The court determined that Wells's allegations under Title IX were adequate to allow his case to proceed to the discovery phase. In key part, the opinion reads:
Plaintiff's Complaint puts Defendants on adequate notice that he contends they have had a pattern of decision-making that has ultimately resulted in an alleged false outcome that he was guilty of rape. Whether Plaintiff can unearth adequate evidence to support such claim against further challenge remains to be seen. His Complaint, however, recounts Defendants having rushed to judgment, having failed to train [] members [of the disciplinary hearing board], having ignored the Prosecutor, having denied Plaintiff counsel, and having denied Plaintiff witnesses.

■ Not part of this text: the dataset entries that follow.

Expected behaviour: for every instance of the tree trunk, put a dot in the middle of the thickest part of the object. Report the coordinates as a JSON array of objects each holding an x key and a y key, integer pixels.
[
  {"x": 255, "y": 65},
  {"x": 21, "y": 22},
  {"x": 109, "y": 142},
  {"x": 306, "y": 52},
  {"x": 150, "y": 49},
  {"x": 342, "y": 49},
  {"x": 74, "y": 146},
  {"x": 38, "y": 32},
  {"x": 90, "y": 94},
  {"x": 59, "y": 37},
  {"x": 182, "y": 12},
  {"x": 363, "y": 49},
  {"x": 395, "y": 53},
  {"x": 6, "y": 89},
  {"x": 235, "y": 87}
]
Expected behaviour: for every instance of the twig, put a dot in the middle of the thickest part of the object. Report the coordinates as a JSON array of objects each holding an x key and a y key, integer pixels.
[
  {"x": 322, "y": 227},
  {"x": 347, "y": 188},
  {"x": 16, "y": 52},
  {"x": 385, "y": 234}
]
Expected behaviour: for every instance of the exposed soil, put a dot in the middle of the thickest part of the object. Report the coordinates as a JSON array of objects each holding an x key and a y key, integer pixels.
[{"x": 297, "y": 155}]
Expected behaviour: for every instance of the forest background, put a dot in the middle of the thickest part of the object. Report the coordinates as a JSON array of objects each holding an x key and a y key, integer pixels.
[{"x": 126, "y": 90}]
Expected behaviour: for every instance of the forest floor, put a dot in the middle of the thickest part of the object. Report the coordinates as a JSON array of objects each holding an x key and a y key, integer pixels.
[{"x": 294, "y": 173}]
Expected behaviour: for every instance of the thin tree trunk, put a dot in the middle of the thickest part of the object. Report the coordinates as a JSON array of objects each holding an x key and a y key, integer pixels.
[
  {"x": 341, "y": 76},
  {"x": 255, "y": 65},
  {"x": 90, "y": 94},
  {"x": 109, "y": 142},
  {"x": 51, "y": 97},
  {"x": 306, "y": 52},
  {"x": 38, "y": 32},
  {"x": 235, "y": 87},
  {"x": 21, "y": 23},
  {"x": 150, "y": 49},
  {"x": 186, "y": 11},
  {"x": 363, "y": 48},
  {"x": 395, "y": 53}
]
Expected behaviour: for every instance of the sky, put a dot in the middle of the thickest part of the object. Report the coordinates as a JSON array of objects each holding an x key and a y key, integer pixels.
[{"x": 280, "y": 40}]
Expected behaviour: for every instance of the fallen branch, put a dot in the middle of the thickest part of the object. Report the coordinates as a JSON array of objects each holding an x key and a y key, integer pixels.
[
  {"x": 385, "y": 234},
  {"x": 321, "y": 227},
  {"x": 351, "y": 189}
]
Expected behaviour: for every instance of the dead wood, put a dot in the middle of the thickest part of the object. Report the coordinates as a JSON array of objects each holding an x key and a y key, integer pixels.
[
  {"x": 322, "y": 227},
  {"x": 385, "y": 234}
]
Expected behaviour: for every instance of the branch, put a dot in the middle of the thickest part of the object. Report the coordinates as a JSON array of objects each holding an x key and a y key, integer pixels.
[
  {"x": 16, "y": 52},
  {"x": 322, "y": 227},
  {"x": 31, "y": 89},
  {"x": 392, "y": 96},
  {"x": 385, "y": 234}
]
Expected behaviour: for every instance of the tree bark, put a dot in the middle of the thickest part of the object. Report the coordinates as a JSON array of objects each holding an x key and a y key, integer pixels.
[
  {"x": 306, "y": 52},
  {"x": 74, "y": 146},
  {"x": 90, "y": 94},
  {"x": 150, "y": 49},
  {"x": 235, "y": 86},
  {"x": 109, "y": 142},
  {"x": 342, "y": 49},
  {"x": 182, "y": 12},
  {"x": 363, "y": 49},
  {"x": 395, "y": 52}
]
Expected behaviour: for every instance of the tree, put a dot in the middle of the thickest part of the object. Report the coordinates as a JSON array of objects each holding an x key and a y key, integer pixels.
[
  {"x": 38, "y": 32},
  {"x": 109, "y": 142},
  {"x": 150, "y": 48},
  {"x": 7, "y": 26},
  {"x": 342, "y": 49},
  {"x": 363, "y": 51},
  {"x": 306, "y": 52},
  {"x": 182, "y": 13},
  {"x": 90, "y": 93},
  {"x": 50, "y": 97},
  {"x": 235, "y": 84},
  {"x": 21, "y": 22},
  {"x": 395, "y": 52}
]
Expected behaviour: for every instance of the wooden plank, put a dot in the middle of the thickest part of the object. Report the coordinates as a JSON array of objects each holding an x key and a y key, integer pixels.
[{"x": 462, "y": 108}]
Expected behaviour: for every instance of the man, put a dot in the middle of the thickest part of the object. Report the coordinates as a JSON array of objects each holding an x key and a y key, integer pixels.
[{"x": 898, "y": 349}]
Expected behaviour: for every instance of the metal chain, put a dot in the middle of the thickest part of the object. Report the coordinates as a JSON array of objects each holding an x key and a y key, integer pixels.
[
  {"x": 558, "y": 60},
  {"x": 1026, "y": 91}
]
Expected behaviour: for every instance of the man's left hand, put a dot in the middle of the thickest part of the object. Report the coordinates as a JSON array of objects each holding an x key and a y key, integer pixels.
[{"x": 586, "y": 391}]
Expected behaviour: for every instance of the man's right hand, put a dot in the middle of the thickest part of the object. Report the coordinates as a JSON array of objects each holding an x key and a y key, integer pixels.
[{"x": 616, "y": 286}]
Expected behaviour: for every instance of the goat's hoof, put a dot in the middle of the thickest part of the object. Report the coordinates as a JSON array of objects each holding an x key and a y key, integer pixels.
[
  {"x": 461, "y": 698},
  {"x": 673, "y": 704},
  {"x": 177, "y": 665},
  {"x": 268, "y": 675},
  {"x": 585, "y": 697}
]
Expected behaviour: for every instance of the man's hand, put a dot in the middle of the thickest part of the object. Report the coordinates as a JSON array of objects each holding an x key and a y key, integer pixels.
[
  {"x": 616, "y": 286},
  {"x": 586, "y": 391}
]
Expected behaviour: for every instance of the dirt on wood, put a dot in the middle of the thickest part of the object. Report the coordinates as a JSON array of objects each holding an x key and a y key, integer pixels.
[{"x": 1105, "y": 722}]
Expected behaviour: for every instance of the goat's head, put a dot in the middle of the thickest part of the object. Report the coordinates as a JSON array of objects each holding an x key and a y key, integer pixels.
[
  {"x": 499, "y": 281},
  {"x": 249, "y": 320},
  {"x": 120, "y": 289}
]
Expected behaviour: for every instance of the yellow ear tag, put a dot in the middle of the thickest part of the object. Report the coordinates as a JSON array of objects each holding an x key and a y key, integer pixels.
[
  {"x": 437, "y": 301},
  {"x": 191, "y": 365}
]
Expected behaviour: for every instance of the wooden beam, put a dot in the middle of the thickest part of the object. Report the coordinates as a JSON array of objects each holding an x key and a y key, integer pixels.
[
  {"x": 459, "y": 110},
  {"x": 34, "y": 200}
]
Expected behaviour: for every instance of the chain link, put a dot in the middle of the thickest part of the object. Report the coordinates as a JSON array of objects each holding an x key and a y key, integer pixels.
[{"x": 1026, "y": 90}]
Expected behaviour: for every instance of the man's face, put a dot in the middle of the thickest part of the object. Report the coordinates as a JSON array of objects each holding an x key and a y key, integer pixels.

These actions came against Plaintiff, he contends, because he was a male accused of sexual assault.The court also allowed Wells's case to proceed on a second Title IX theory: that the university violated Wells's rights under Title IX because it was "deliberately indifferent" to the defects in his hearing, about which the university had actual notice. Regardless of what the facts in this case turn out to be, this aspect of Wells's claim is, in my opinion, based on a misinterpretation of Title IX case law. The actual notice/deliberate indifferent test is the test courts use for institutional liability when the underlying discrimination is not caused directly by the institution. It is only properly used in cases where the plaintiff has been the victim of harassment and assault at the hands of a student, employee, or some other relevant third party, and alleges that the university should have but didn't intervene. It is confusing and unnecessary to use a deliberate indifference theory in a case like this one, where the alleged discrimination was committed directly by the university.
The court also refused to dismiss Wells's claim of libel at this preliminary stage.
Wells v. Xavier Univ., 2014 WL 972172 (S.D. Ohio Mar. 12, 2014).